๑۩۞۩๑ İslami İlimler Dunyası ๑۩۞۩๑ => Dini makale ve yazılar => Konuyu başlatan: Sefil üzerinde 22 Ağustos 2010, 21:28:10



Konu Başlığı: Nefislerimiz birer sinsi Hannibal
Gönderen: Sefil üzerinde 22 Ağustos 2010, 21:28:10

Nefislerimiz de aslında birer sinsi Hannibal!


Türkiye’yi dehşete düşüren Ankaralı katilin insan etini nasıl yediğiyle ilgili anlattıkları milyonlarca insanın midesini bulandırdı, psikolojisini bozdu. Çoğu insan konuyla ilgili haberlerin devamını getiremeyip ya sayfayı çevirdi, ya da kanal değiştirdi. Herkes bu kişinin ne kadar iğrenç, ne kadar tiksinti duyulacak bir iş yaptığında hemfikirdi ve yine herkes “şükürler olsun böyle şeyler”den uzak olduğu için memnundu. Ancak, böylesine iğrendirici bir fiili işlemek için illa da birini öldürmek gerekmiyor ve yine böylesine iğrendirici bir fiilden aslında hiçbirimiz çok da fazla uzak sayılmayız. Aslında dikkat edersek hepimizin iç dünyamızın bir bölümünde sinsi sinsi bakınan “nefis” adlı “Hannibal*”lar beslediğimizi görmek hiç de zor olmayacak. Kendi “Hannibal”larımızı beslememize sebep olan fiil ise neredeyse her gün çeşitli ortamlarda kendimizi sakınamadığımız “gıybet” günahı.

Cenab-ı Hak, Hucurat Sûresi 12’nci ayette “Bir kimsenin arkasından hoşuna gitmeyecek şekilde konuşmak” demek olan gıybeti öyle bir tarif ediyor ki, tüylerimizin diken diken olmaması mümkün değil: “Ey iman edenler! Bazınız, bazınızı gıybet etmesin! Sizden biriniz, ölü kardeşinin etini yemeyi sever mi! İşte bundan nasıl da iğrendiniz! Artık ALLAH’tan korkunuz!”

Gıybet, ayetten de anlaşıldığı gibi en büyük günahlar arasında yer alıyor.  Peygamberimiz (sas) bir gün ashabına gıybeti sordu. Halbuki sahabiler gıybetin ne olduğunu az çok bilirlerdi; ama onların cevabı tam bir teslimiyetle, “ALLAH ve O’nun resulü daha iyi bilir!” şeklinde oldu. Efendimiz izah etti: “Gıybet, kardeşini, onun hoşlanmadığı bir sıfat ile anmandır.”. Ashab “Kardeşimde söylediğim sıfat bulunuyorsa?” diye sorunca Efendimiz, “Söylediğin sıfat eğer kardeşinde bulunuyorsa gıybet etmiş olursun, bulunmuyorsa iftira etmiş olursun!” buyurarak hepimizin hâlâ karıştırdığı konuyu izah buyurdu.
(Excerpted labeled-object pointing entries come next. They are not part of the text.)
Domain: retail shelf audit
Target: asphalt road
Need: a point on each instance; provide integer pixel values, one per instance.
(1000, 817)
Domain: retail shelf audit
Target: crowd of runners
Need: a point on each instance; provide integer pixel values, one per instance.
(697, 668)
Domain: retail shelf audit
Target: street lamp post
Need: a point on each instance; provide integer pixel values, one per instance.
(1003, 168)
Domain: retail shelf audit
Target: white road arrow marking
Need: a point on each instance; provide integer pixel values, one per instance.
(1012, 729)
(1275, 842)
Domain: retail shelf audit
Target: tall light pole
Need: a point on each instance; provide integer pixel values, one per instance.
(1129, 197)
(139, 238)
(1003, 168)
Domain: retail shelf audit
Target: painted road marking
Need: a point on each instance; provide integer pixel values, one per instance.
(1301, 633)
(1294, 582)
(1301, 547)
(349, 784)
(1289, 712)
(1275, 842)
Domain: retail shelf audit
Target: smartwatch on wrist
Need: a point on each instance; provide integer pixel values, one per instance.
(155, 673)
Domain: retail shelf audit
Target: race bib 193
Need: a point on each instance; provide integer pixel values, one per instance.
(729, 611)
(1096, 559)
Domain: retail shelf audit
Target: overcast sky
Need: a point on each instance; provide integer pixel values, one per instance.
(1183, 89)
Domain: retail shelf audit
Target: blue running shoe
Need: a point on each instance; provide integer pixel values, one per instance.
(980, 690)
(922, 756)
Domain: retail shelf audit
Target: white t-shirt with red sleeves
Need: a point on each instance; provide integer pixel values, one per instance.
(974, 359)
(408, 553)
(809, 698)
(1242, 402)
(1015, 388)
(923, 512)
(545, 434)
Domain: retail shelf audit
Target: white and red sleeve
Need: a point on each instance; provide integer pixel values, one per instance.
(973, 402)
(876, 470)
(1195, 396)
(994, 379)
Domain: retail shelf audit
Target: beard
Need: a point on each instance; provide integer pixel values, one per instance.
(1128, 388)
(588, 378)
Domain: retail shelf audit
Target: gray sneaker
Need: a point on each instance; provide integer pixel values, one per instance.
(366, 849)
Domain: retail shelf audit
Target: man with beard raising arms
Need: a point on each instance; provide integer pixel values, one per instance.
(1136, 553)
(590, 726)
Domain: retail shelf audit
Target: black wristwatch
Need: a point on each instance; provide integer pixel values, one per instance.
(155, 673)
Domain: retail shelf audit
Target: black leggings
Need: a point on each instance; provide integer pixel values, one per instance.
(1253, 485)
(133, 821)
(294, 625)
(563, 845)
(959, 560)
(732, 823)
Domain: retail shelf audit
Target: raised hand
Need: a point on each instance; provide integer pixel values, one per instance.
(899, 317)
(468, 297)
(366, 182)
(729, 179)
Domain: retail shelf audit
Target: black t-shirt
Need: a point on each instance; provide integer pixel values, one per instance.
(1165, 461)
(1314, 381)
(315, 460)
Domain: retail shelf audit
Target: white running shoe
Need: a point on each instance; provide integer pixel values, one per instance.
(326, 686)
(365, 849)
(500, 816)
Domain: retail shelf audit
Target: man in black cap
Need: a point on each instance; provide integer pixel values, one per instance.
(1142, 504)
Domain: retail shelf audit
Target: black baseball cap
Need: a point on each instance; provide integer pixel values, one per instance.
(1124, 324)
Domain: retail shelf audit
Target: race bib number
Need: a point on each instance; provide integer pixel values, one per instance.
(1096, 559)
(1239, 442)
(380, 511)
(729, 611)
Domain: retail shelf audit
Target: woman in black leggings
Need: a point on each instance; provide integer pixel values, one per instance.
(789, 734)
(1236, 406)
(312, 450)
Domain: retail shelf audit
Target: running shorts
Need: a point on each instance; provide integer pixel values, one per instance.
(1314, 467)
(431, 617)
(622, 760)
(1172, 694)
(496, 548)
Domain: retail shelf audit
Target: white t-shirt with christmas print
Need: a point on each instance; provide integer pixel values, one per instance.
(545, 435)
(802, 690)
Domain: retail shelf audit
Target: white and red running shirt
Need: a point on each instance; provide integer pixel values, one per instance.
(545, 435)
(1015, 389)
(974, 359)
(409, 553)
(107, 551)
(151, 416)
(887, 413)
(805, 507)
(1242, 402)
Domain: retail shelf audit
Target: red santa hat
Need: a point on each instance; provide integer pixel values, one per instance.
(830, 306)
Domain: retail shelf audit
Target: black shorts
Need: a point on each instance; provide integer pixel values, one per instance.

Şöyle bir baktığımızda, gıybetin en yıkıcı günahlardan biri olduğunu çevremizden de görebiliriz. Dargınlıklar, boşanmalar, düşmanlıklar, iftiralar, intiharlar ve birçok cinayetin sebebi gıybettir. Sevgi ve dostlukları ortadan kaldıran gıybet, aynı  zamanda toplumsal ve bireysel manevî bir hastalıktır. Bu bakımdan, Müslüman, dedikodu etmek, ötekini berikini çekiştirmek suretiyle ahlakını bozmaz. Bu konuda Kur’an bize şu öğütte bulunuyor: “Hakkında bilgi sahibi olmadığın bir şeyin ardına düşme. Çünkü kulak, göz ve kalpten her biri bundan sorumludur.” (Kur’an, İsra/36)

Bir gün Peygamber Efendimiz’e (sas) bir sahabi geldi. Boyu kısaydı, geri dönerken Hz. Ayşe validemiz onun boyunun kısa olduğunu ima etti. Peygamberimiz (sas) “Tükür ya Aişe!” dedi. Aişe (r.anha) validemiz tükürdü ve bir et parçası ağzından düştü. O an koskoca ümmete vekaleten imtihan olunan Aişe validemiz, “Ama ben olan bir şeyi söyledim!” deyince Efendimiz (sas), “Olanı söylemek gıybettir zaten. Olmayanı söyleseydin iftira olurdu.” buyurdu.

*”Hannibal Lecter”, ünlü oyuncu Anthony Hopkins’in “Kuzuların Sessizliği” filminde canlandırdığı kurbanlarını yiyen bir seri katilin adı.